Late on December 14, 2018, the day before the 2019 Affordable Care Act (ACA) open enrollment period closed, a judge ruled in Texas vs. United States that the ACA in its entirely was unconstitutional. Earlier this year 20 Republican state attorneys general filed the lawsuit challenging the constitutionality of the ACA now that the Tax Cuts and Jobs Act, the tax reform package passed in December 2017, zeroed out the individual mandate penalty as of January 1, 2019. In his decision, the Texas judge referenced a prior Supreme Court ruling that the ACA is a tax and found that the individual mandate was not severable from the rest of the law, forcing him to find the entire ACA unconstitutional.

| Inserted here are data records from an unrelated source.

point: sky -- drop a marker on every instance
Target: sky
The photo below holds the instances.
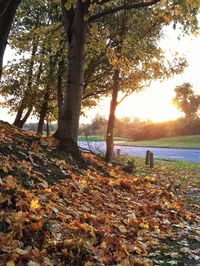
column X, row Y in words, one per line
column 155, row 102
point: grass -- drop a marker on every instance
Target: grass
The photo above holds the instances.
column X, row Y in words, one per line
column 96, row 138
column 192, row 141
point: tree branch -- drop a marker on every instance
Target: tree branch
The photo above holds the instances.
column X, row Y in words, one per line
column 4, row 6
column 122, row 7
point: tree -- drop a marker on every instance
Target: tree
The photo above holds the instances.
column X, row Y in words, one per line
column 7, row 12
column 76, row 19
column 77, row 16
column 186, row 100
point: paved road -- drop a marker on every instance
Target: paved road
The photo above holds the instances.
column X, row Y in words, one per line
column 192, row 155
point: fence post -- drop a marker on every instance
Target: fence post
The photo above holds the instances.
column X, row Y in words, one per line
column 151, row 160
column 147, row 160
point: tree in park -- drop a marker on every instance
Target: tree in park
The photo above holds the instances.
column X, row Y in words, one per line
column 135, row 59
column 29, row 84
column 7, row 12
column 77, row 18
column 77, row 15
column 186, row 100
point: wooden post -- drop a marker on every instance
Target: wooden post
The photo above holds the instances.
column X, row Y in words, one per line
column 118, row 152
column 147, row 160
column 151, row 160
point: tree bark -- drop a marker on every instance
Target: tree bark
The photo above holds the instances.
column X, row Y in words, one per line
column 43, row 112
column 111, row 120
column 19, row 121
column 59, row 87
column 44, row 107
column 68, row 123
column 7, row 13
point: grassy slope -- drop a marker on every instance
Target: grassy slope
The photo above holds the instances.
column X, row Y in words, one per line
column 52, row 213
column 96, row 138
column 192, row 141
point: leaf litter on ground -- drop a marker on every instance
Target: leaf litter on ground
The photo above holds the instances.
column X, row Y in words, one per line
column 55, row 214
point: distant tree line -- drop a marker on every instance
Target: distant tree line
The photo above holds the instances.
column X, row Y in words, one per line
column 143, row 130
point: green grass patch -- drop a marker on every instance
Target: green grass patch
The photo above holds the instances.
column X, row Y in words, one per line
column 192, row 141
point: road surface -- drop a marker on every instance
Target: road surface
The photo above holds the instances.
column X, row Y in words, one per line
column 191, row 155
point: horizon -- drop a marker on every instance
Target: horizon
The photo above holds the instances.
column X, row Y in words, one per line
column 155, row 102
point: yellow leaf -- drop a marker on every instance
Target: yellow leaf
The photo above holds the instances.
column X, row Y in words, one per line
column 103, row 245
column 22, row 251
column 34, row 205
column 122, row 229
column 144, row 226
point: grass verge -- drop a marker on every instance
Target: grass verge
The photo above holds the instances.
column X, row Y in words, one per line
column 192, row 141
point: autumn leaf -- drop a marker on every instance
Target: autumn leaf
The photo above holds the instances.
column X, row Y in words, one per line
column 34, row 205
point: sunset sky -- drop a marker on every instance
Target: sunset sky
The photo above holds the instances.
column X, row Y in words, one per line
column 155, row 102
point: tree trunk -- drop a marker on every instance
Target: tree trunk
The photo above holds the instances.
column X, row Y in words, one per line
column 68, row 123
column 59, row 88
column 47, row 127
column 43, row 112
column 7, row 13
column 19, row 121
column 44, row 107
column 111, row 120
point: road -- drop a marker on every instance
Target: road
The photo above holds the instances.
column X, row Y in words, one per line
column 191, row 155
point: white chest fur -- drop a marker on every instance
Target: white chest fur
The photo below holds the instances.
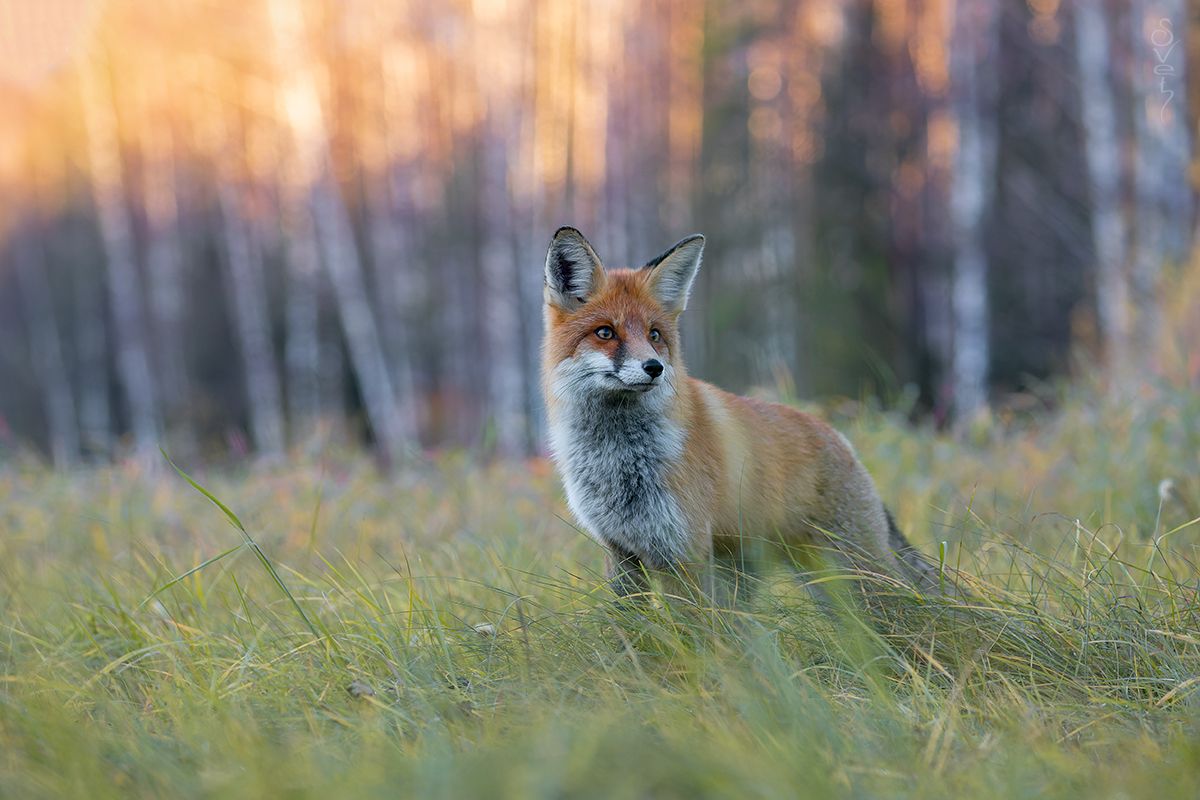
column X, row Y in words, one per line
column 615, row 453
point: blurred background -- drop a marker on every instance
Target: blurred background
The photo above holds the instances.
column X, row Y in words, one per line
column 240, row 227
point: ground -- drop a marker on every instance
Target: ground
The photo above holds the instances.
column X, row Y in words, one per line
column 444, row 631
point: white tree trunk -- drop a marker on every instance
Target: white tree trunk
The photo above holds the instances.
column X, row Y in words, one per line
column 301, row 323
column 46, row 349
column 165, row 276
column 1103, row 155
column 124, row 286
column 1162, row 192
column 247, row 295
column 311, row 167
column 91, row 355
column 972, row 58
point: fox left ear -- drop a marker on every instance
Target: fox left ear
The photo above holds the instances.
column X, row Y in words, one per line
column 673, row 272
column 573, row 270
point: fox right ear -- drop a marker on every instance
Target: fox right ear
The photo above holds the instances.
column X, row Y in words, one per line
column 573, row 270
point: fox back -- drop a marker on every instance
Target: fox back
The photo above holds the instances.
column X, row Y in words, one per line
column 667, row 471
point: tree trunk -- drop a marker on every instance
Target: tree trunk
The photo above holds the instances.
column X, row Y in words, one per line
column 1162, row 192
column 46, row 349
column 165, row 276
column 1103, row 154
column 312, row 169
column 301, row 320
column 247, row 295
column 124, row 284
column 972, row 60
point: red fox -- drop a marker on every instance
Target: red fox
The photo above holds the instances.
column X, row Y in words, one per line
column 671, row 474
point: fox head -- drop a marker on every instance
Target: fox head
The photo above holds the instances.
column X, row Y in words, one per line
column 615, row 334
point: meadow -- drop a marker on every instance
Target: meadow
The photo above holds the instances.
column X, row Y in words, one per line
column 443, row 631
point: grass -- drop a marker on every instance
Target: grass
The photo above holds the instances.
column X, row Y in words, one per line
column 444, row 632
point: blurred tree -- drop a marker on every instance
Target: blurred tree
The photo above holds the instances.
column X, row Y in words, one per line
column 117, row 233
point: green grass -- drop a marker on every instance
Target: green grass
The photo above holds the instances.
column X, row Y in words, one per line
column 1072, row 671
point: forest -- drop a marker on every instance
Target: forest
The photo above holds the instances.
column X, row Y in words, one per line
column 245, row 227
column 275, row 512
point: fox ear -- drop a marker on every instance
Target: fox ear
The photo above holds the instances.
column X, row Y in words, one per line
column 673, row 271
column 573, row 270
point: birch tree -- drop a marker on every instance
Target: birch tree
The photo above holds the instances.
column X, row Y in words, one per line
column 310, row 160
column 972, row 54
column 1103, row 155
column 46, row 348
column 117, row 234
column 1162, row 192
column 165, row 274
column 247, row 299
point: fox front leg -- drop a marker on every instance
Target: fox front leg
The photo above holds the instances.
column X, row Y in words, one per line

The judge did not issue an injunction that would have immediately ceased implementation of the ACA. Therefore, there will be no immediate impact on patients or providers. Democratic state attorneys general plan to appeal the ruling, and it may go all the way to the Supreme Court. As the appeals process proceeds, people will still have coverage through ACA exchange plans and the Medicaid expansion. Insurers must still follow ACA patient protections, like the ban on pre-existing conditions exclusions and lifetime caps. The payment reforms included in the law, including demonstrations run by the Center for Medicare and Medicaid Innovation, will also continue.
AASLD will be monitoring the case as it works its way through the appeals courts and will notify members of any developments, particularly those that will impact patient access to appropriate care.